Working closely with Europol's European Cybercrime Centre, the U.S. Immigration and Customs Enforcement (ICE), Homeland Security Investigations (HIS) and Eurojust, the FBI carried out a massive sting operation that resulted in 17 arrests and the closure of more than 400 online drug markets.

Operation Onymous also seized Bitcoins worth approximately $1 million, 180,000 euros as well as an unknown amount of drugs, gold and silver.

In an interview with Wired, the head of the European Cybercrime Center, Troels Oerting, said his staff hadn't taken full inventory of the sites removed but it included Cloud 9, Hydra, Blue Sky, Pandora, Topix, Flugsvamp, Cannabis Road and Black Market.

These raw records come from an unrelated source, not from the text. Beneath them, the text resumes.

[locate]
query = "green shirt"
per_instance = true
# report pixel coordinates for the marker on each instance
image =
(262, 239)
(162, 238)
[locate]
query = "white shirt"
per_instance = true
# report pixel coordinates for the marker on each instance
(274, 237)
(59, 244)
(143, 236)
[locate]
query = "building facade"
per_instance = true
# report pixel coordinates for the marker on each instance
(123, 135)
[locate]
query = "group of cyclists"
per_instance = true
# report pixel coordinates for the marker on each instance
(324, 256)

As the publication points out, law enforcement officials haven't - nor are they likely to - fully disclosed how they managed to track down the darkweb sites. Given the sheer volume of sites caught up in the operation, it's entirely possible that officials may have discovered a new vulnerability in the Tor network.

Oerting said it's something they want to keep for themselves. The way they do it, he said, can't be shared with the whole world because they want to do it again and again and again.

Andrew Lewman, a representative for the non-profit Tor project, downplayed idea of a network vulnerability and said it sounds like old-fashioned police work.